I spoke at a Christmas luncheon recently with a “White Christmas” theme, and since we were supposed to dress from the era, I borrowed a friend’s vintage mink stole and pillbox hat. It was so much fun to look back at the time period of that film, which premiered in 1954. World War II was finally over, there was peace on earth, and that boisterous generation of Baby Boomers was born. I was one of them.
When I was a girl, Christmas always meant going to church. The ladies wore hats and gloves, men wore suits and ties, and my sisters and I wore our very best dresses and patent-leather shoes. We would shine them with Vaseline and wear them beneath clumsy rubber galoshes as we walked through the snow.

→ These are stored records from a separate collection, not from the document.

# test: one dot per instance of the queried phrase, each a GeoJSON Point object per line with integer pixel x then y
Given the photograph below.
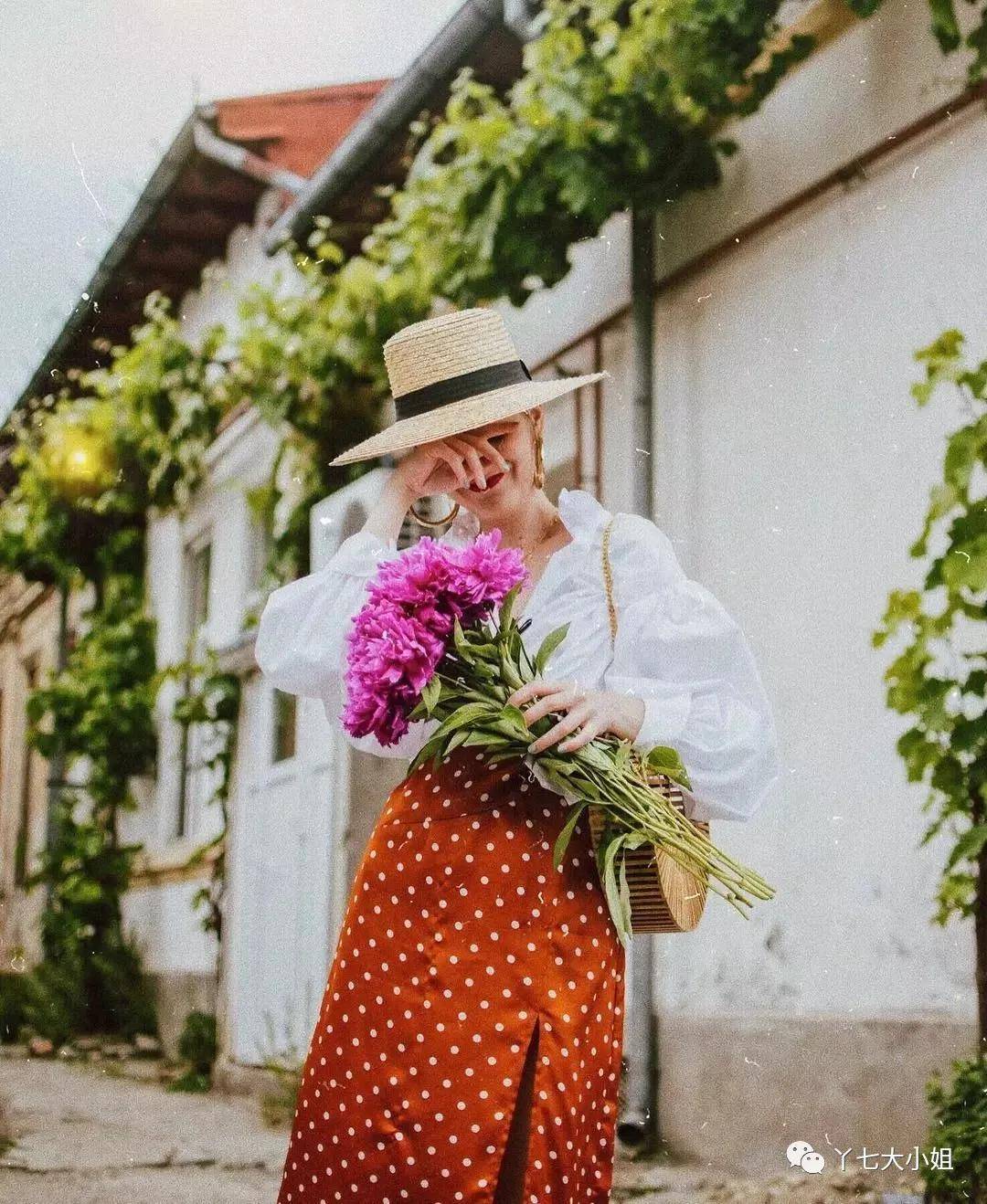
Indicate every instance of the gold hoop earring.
{"type": "Point", "coordinates": [537, 480]}
{"type": "Point", "coordinates": [434, 523]}
{"type": "Point", "coordinates": [537, 477]}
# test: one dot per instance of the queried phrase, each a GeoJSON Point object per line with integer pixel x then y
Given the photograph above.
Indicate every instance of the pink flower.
{"type": "Point", "coordinates": [404, 628]}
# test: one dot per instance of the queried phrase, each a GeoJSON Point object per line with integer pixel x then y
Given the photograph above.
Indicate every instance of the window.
{"type": "Point", "coordinates": [283, 729]}
{"type": "Point", "coordinates": [197, 568]}
{"type": "Point", "coordinates": [260, 547]}
{"type": "Point", "coordinates": [199, 564]}
{"type": "Point", "coordinates": [29, 768]}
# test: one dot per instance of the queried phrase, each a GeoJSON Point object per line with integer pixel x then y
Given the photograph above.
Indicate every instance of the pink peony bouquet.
{"type": "Point", "coordinates": [437, 640]}
{"type": "Point", "coordinates": [408, 623]}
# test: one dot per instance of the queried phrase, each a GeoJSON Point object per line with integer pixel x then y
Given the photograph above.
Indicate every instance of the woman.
{"type": "Point", "coordinates": [470, 1037]}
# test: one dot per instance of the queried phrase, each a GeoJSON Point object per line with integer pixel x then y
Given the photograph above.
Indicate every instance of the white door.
{"type": "Point", "coordinates": [281, 875]}
{"type": "Point", "coordinates": [291, 866]}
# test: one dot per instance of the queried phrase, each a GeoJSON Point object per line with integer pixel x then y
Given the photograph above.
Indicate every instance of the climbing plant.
{"type": "Point", "coordinates": [212, 702]}
{"type": "Point", "coordinates": [87, 474]}
{"type": "Point", "coordinates": [939, 678]}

The small town where I grew up had only two churches, and in those days, church attendance was normal and almost expected. We shared pews with many of our teachers, the school principal, the grocer and drug store owner – everyone we knew, it seemed. As children, we got to participate in the annual pageant, dressing up as shepherds, angels, wise men, or the coveted role of Jesus’s mother, Mary. Sadly, I was never selected to play Mary. On Christmas Eve there was a lovely candlelight service, and I remember gazing at the baby in the manger with wonder. It was such an amazing miracle—Immanuel! The God of the universe, and all of creation had come to be with us!
My parents never had much money, but my mom would open a Christmas Club account at the local bank, tucking away a small amount of money each week so she could buy presents. We always had a scrawny Christmas tree, decorated with colored balls and bubble lights shaped like little candles. And tinsel! Remember sparkly, messy tinsel? I enjoyed it as a child but as an adult, I’m very glad it went out of style.

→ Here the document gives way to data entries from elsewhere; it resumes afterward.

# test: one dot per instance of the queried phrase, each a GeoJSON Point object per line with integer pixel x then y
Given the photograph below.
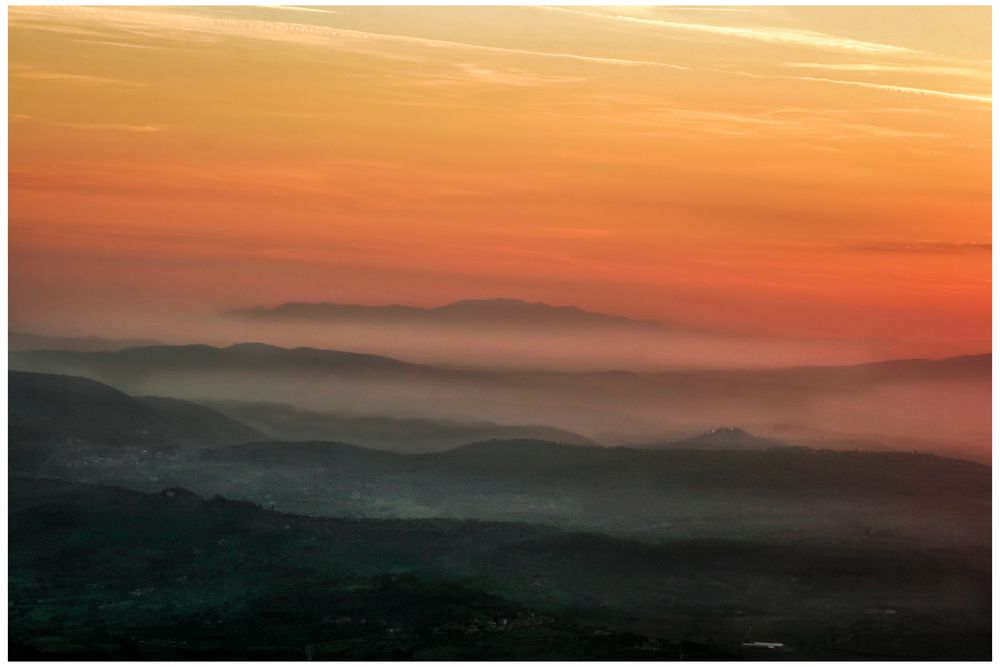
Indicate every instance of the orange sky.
{"type": "Point", "coordinates": [801, 171]}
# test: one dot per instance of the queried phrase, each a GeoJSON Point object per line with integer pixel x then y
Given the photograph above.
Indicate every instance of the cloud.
{"type": "Point", "coordinates": [930, 92]}
{"type": "Point", "coordinates": [921, 247]}
{"type": "Point", "coordinates": [32, 74]}
{"type": "Point", "coordinates": [293, 8]}
{"type": "Point", "coordinates": [765, 34]}
{"type": "Point", "coordinates": [109, 127]}
{"type": "Point", "coordinates": [503, 76]}
{"type": "Point", "coordinates": [968, 97]}
{"type": "Point", "coordinates": [966, 72]}
{"type": "Point", "coordinates": [177, 26]}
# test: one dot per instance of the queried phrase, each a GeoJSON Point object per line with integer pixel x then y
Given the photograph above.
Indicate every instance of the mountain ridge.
{"type": "Point", "coordinates": [498, 312]}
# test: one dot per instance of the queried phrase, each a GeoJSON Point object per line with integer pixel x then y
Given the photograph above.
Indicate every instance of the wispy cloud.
{"type": "Point", "coordinates": [293, 8]}
{"type": "Point", "coordinates": [876, 68]}
{"type": "Point", "coordinates": [766, 34]}
{"type": "Point", "coordinates": [920, 246]}
{"type": "Point", "coordinates": [501, 76]}
{"type": "Point", "coordinates": [179, 26]}
{"type": "Point", "coordinates": [108, 127]}
{"type": "Point", "coordinates": [968, 97]}
{"type": "Point", "coordinates": [33, 74]}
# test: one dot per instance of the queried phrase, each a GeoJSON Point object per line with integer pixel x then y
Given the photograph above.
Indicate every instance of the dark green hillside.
{"type": "Point", "coordinates": [407, 436]}
{"type": "Point", "coordinates": [103, 572]}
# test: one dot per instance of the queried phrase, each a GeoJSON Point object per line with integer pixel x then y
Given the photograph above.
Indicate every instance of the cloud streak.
{"type": "Point", "coordinates": [176, 26]}
{"type": "Point", "coordinates": [765, 34]}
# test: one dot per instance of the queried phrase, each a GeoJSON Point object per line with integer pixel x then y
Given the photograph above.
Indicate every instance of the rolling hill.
{"type": "Point", "coordinates": [51, 412]}
{"type": "Point", "coordinates": [497, 314]}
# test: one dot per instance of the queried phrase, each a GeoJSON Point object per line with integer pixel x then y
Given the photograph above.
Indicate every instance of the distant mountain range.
{"type": "Point", "coordinates": [729, 437]}
{"type": "Point", "coordinates": [409, 436]}
{"type": "Point", "coordinates": [492, 313]}
{"type": "Point", "coordinates": [19, 340]}
{"type": "Point", "coordinates": [254, 358]}
{"type": "Point", "coordinates": [73, 428]}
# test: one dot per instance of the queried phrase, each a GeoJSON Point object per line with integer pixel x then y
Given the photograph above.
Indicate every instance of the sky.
{"type": "Point", "coordinates": [802, 172]}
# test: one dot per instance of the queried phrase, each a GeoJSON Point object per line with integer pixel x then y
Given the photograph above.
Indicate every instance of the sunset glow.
{"type": "Point", "coordinates": [805, 172]}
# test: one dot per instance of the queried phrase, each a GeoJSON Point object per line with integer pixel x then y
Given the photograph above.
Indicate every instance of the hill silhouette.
{"type": "Point", "coordinates": [174, 576]}
{"type": "Point", "coordinates": [49, 412]}
{"type": "Point", "coordinates": [491, 313]}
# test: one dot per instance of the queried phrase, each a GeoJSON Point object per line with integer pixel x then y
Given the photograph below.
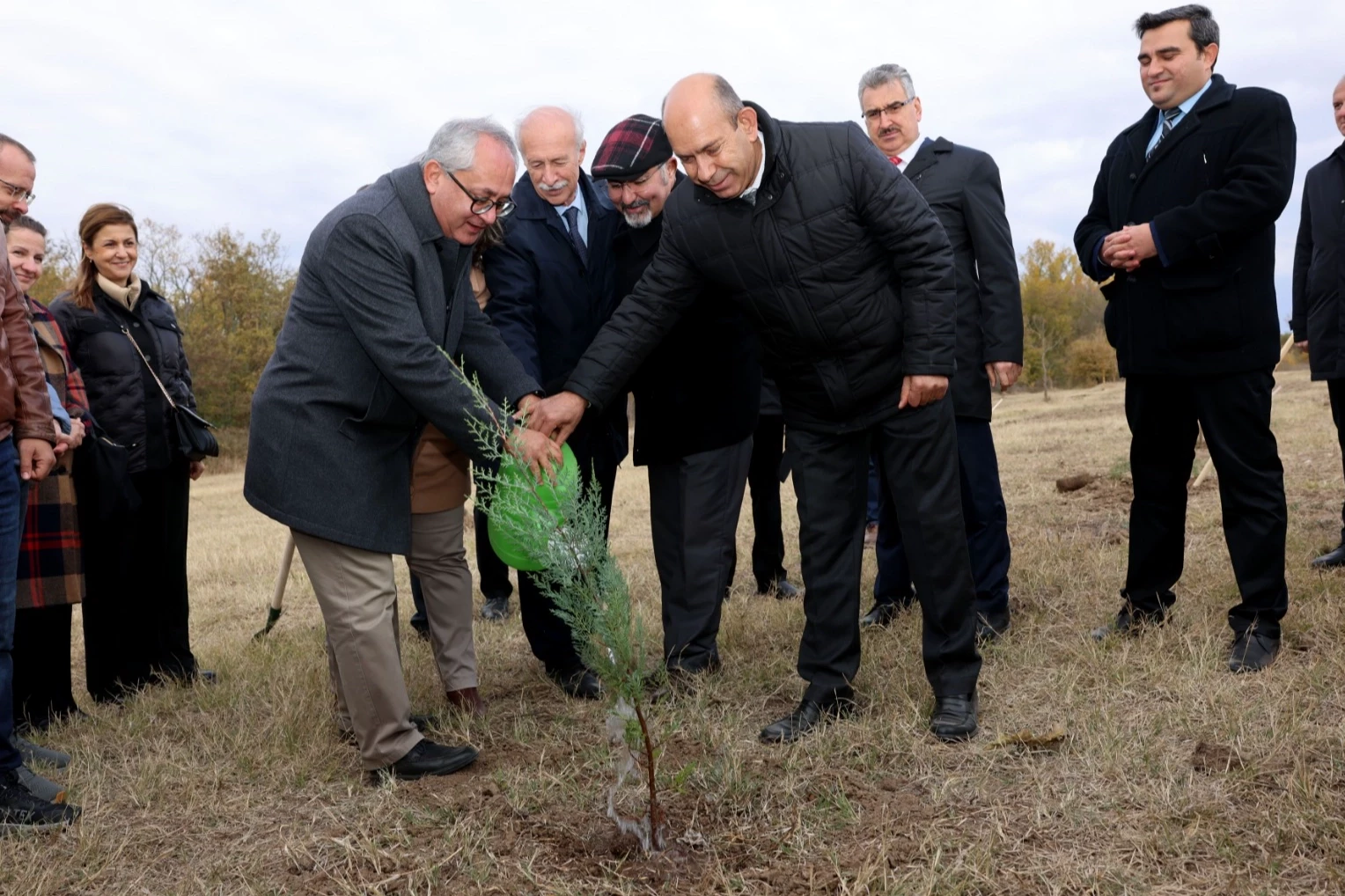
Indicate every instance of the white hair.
{"type": "Point", "coordinates": [884, 74]}
{"type": "Point", "coordinates": [453, 145]}
{"type": "Point", "coordinates": [575, 119]}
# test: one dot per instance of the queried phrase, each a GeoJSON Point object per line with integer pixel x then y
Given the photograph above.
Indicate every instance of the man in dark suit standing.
{"type": "Point", "coordinates": [553, 285]}
{"type": "Point", "coordinates": [1319, 320]}
{"type": "Point", "coordinates": [359, 368]}
{"type": "Point", "coordinates": [846, 276]}
{"type": "Point", "coordinates": [962, 186]}
{"type": "Point", "coordinates": [695, 407]}
{"type": "Point", "coordinates": [1182, 231]}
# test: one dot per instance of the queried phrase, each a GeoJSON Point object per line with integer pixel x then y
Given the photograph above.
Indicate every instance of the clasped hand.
{"type": "Point", "coordinates": [1128, 246]}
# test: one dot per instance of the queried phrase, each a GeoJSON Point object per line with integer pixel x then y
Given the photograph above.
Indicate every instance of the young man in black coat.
{"type": "Point", "coordinates": [962, 186]}
{"type": "Point", "coordinates": [1182, 228]}
{"type": "Point", "coordinates": [1319, 287]}
{"type": "Point", "coordinates": [695, 407]}
{"type": "Point", "coordinates": [553, 285]}
{"type": "Point", "coordinates": [846, 276]}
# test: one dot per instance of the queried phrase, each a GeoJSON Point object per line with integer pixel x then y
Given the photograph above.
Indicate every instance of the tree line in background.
{"type": "Point", "coordinates": [231, 295]}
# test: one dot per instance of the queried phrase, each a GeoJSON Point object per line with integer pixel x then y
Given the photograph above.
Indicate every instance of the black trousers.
{"type": "Point", "coordinates": [1233, 414]}
{"type": "Point", "coordinates": [764, 483]}
{"type": "Point", "coordinates": [42, 689]}
{"type": "Point", "coordinates": [549, 636]}
{"type": "Point", "coordinates": [1336, 389]}
{"type": "Point", "coordinates": [695, 506]}
{"type": "Point", "coordinates": [917, 450]}
{"type": "Point", "coordinates": [135, 613]}
{"type": "Point", "coordinates": [983, 514]}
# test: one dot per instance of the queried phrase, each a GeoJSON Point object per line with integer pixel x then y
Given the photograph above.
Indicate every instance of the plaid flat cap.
{"type": "Point", "coordinates": [631, 148]}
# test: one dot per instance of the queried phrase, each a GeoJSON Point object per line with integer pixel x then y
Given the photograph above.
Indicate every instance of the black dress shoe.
{"type": "Point", "coordinates": [782, 588]}
{"type": "Point", "coordinates": [954, 717]}
{"type": "Point", "coordinates": [1131, 621]}
{"type": "Point", "coordinates": [580, 684]}
{"type": "Point", "coordinates": [881, 615]}
{"type": "Point", "coordinates": [1253, 651]}
{"type": "Point", "coordinates": [1332, 559]}
{"type": "Point", "coordinates": [427, 758]}
{"type": "Point", "coordinates": [991, 628]}
{"type": "Point", "coordinates": [496, 608]}
{"type": "Point", "coordinates": [809, 715]}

When I was six, I wanted a Betsy Wetsy doll. And there she was beneath the tree on Christmas morning! She came with clothes, diapers, and a little bottle that I could fill with water, and feed her from, just like a real baby. I remember being so happy as I held her in my arms and fed her. But then, true to her name—surprise!—Betsy “wetsy!” Water soaked through her diapers and onto me, just like a real baby. It was one of my first, real lessons that life is a mixture of good things and not-so-good things, joy and sorrow. Be careful what you wish for!
All the other Baby Boomers and I grew up, and many of our dreams and wishes came true. When we look back over the years, we can remember many joyful times and also some painful ones. Yet those of us who’ve walked with God all these years, can also look back and see His faithfulness and goodness. He was with us in those hard times, working all things together for our good and for His glory. Immanuel. God with us.
And that’s the gift of hope we can share with others this Christmas. Our world may be in turmoil with very little peace, but God is with us. Church attendance is no longer fashionable, and many of our loved ones no longer come to church. But the church isn’t a building. As Christ’s body, we have the opportunity to bring Immanuel to the world, becoming His hands and feet and loving heart, bringing Christ’s hope and love to the world.
Here’s a small example. A friend of mine was alone in a hospital room with a loved one who was dying. God felt very far away, and she cried out, “Where are you, God? Don’t you care?” As she wept, her cell phone began to ding with text messages—two, three, half a dozen, then a dozen, and more. Thinking someone might be trying to reach her, she picked up her phone, and saw that it wasn’t one person texting, but dozens of people, all with a similar message: “God put you on my heart today.” “I’m praying for you.” “God loves you.” Through these messages of love from Christ’s body, she experienced Immanuel. God with us.
This Christmas, as we take time to count our blessings and remember His faithfulness, let’s remember to help others find joy and hope and love, in spite of our troubled world. Because God came to us at Christmas. Immanuel is here! God is with us!